JPH0614374B2 - Binarization method for grayscale images - Google Patents

Description

The present invention relates to a binarization method for a grayscale image that is widely used in the field of image processing such as character recognition.

<Prior Art> Conventionally, in a character recognition device (OCR) or the like, since a character placed under uniform illumination conditions of known brightness is targeted,
Binarization was possible with a constant binarization threshold over the entire image. Further, in an apparatus for recognizing an object such as a machine part, since binarization is performed with a constant threshold value, there are restrictions on the color of the object and its background and illumination conditions. On the other hand, in image processing other than recognition, OC that originally handles objects that are close to binary
Different from R etc., the grayscale image is once differentiated and then binarized by a constant threshold (differential binarization method), or the threshold value is dynamically changed for each part of the image (dynamic 2 Valuation method) has been devised. For example, JP-A-59-1
Japanese Patent No. 146887 divides an image into partial regions, and determines a local threshold value of a point at the center of the partial region by an average value of brightness (or density) of the points in the partial region. The threshold for any point in the image is determined by interpolation of four local thresholds around that point.

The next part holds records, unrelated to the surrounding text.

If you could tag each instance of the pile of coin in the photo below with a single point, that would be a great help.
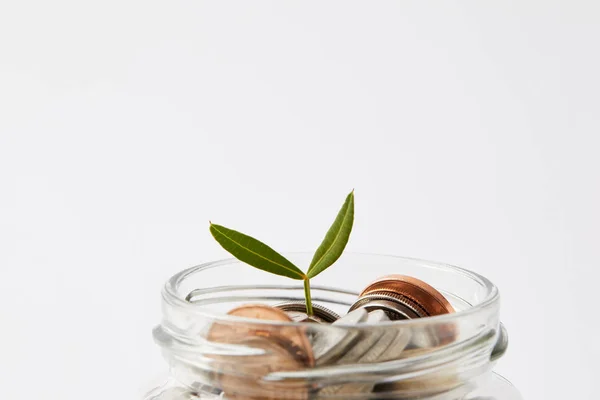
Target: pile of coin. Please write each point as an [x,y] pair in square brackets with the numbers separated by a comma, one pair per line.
[289,347]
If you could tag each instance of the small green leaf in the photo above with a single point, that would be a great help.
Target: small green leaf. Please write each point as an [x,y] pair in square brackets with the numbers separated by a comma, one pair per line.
[335,240]
[254,252]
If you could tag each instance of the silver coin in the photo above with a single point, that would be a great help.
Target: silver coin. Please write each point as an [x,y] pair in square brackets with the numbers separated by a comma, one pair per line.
[398,345]
[383,342]
[367,340]
[331,345]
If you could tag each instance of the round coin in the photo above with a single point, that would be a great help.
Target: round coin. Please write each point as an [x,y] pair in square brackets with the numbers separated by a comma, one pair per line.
[292,338]
[423,297]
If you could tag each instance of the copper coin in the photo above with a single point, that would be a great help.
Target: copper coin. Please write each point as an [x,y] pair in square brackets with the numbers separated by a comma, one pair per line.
[241,379]
[291,338]
[426,297]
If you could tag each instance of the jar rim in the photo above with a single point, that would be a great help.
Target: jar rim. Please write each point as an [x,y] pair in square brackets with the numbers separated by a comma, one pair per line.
[172,296]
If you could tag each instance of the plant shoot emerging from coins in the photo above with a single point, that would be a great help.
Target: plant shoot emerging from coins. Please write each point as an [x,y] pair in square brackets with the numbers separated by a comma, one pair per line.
[257,254]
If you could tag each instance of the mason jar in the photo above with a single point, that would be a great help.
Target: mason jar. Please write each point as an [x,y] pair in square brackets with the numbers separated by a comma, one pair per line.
[454,358]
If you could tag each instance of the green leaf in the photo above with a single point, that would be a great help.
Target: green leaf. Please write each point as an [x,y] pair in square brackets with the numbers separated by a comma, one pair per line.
[335,240]
[254,252]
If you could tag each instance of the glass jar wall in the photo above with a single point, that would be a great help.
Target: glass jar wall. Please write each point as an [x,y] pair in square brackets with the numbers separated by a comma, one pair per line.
[453,359]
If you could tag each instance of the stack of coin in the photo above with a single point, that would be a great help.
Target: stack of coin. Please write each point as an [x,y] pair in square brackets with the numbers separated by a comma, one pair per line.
[289,347]
[281,348]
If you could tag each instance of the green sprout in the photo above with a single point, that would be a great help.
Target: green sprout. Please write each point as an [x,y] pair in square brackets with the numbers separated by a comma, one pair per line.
[257,254]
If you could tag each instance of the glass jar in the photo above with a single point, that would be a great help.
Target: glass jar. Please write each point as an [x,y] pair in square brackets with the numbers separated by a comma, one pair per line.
[454,362]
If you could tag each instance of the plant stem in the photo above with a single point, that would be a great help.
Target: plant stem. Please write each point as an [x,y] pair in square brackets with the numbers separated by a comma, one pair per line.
[309,310]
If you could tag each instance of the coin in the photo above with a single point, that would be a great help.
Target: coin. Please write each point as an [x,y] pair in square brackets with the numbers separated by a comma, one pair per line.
[330,345]
[242,379]
[292,338]
[411,293]
[376,341]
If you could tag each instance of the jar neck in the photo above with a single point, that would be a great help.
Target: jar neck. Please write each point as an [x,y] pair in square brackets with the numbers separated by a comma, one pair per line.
[451,368]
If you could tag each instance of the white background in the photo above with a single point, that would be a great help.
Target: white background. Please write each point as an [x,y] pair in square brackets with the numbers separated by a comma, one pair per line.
[469,130]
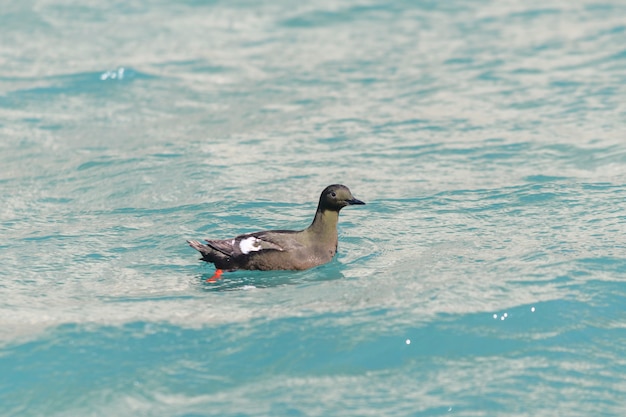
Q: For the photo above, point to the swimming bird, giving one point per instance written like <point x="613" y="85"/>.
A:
<point x="282" y="249"/>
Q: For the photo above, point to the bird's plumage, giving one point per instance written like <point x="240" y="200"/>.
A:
<point x="283" y="249"/>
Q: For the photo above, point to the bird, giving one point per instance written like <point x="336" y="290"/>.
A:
<point x="282" y="249"/>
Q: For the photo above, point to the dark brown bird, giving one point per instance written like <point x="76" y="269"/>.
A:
<point x="282" y="249"/>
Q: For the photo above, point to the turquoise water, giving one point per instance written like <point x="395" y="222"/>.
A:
<point x="486" y="276"/>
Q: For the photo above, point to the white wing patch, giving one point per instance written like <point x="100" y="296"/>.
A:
<point x="250" y="244"/>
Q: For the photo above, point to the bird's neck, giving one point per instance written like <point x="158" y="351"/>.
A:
<point x="324" y="224"/>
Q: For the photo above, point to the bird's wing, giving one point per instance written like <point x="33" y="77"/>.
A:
<point x="254" y="242"/>
<point x="226" y="246"/>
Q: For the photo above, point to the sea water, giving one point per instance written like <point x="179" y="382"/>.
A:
<point x="486" y="276"/>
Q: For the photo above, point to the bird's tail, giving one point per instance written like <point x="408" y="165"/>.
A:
<point x="210" y="255"/>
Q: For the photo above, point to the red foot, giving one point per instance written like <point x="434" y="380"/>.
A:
<point x="217" y="275"/>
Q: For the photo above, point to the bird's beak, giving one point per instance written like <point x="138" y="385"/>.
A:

<Problems to be Solved by the Invention> However, regarding the above-mentioned conventional differential binarization method, since the entire image is binarized with a constant threshold value, the threshold value is set so as not to damage an object such as a character or an object. When set to, there was a problem that a lot of noise was generated in the background. On the other hand, when the conventional dynamic binarization method as described above is used as the preceding stage of character recognition processing, 1) a low contrast area such as a character line portion thicker than the size of the partial area or a background portion not including characters , An improper threshold is given due to background noise rather than the contrast between the characters and the background.

2) There is a problem that the size of the partial area must be dynamically determined according to the size of the characters. Therefore, the conventional method has drawbacks such as noise in the background portion of the binary pattern, which makes it difficult to cut out and recognize characters, and it is necessary to reset the number of partial areas depending on the nature of the grayscale image to be handled. was there. Further, in the conventional dynamic binarization method, the noise generated in the background can be suppressed to some extent by increasing the size of the partial area, but on the contrary, the binarization processing for the illumination and shadow of the scene is stable. There was a problem that impaired sex. Therefore, it is an object of the present invention to provide a binarization method for a grayscale image that overcomes the drawbacks of the conventional method.

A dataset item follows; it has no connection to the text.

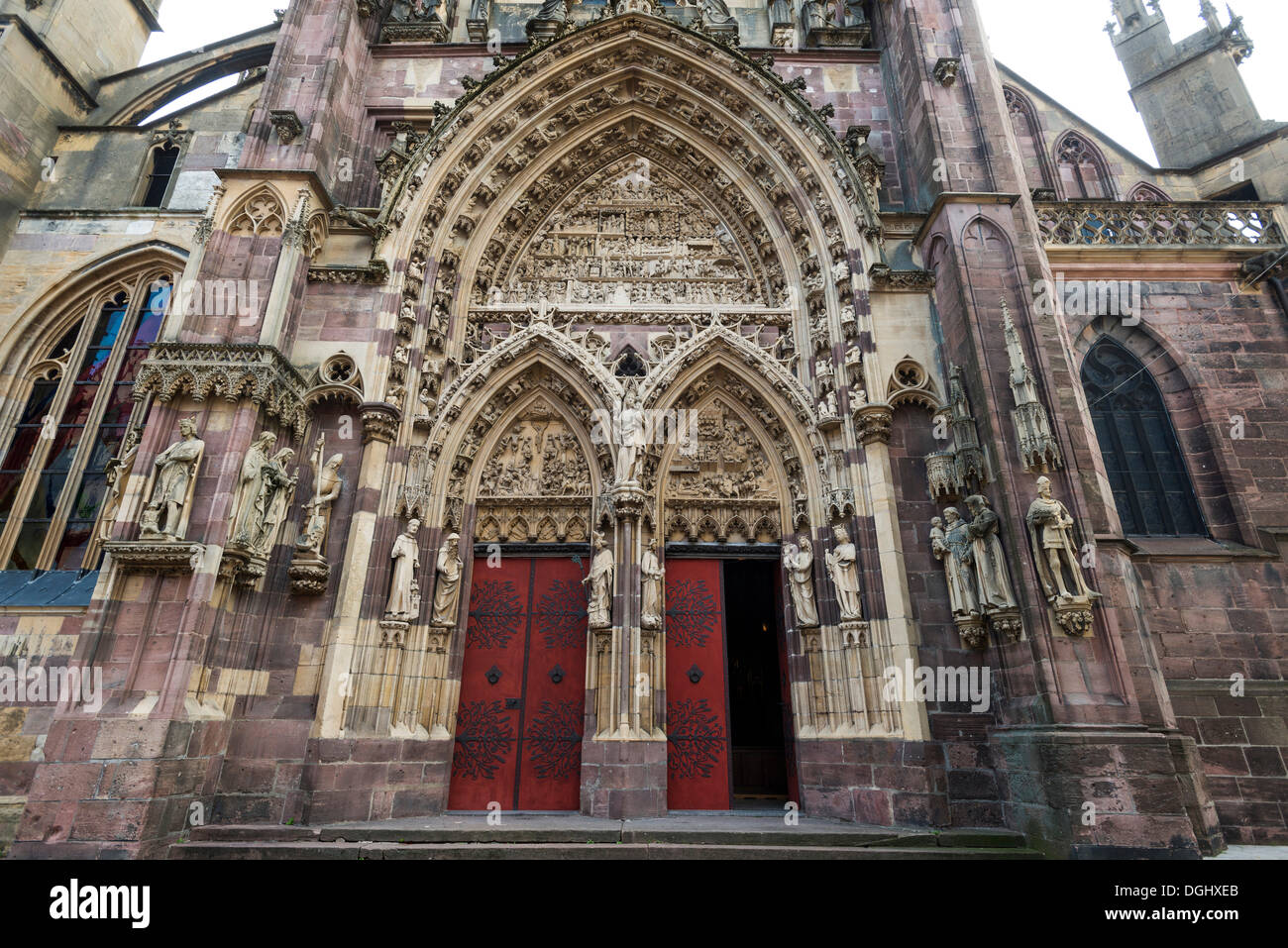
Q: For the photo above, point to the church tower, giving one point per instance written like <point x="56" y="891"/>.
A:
<point x="1189" y="93"/>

<Means for Solving Problems> In order to solve the above problems, the present invention provides a pre-processing as a previous stage for detecting and recognizing characters and figures in a three-dimensional scene particularly under non-uniform illumination conditions. In addition, as a dynamic binarization method of a differential image, characters and figures are surely separated from the background regardless of their size, and background noise is reduced as much as possible.

<Operation> In this way, an appropriate threshold value is corrected by correcting an inappropriate threshold value obtained for a low contrast partial area such as a character background with a threshold value and a weight value obtained for the surrounding partial areas. Can be determined.

<Embodiment> FIG. 2 shows an embodiment of a recognition processing procedure of characters in a scene by the binarization method of the grayscale image of the present invention, 1 is a binarization processing, 2 is a character cutting processing, and 3 is a character. This is recognition processing.
First, in the binarization processing 1, a grayscale image pattern is input, and a monochrome binary binary image pattern is output. In the character cut-out process 2, the binary image pattern is scanned in the vertical and horizontal directions, and the character is cut out on a character-by-character basis by the circumscribed quadrangle. Next, in character recognition processing 3, the cut-out characters are recognized one by one and the result is output.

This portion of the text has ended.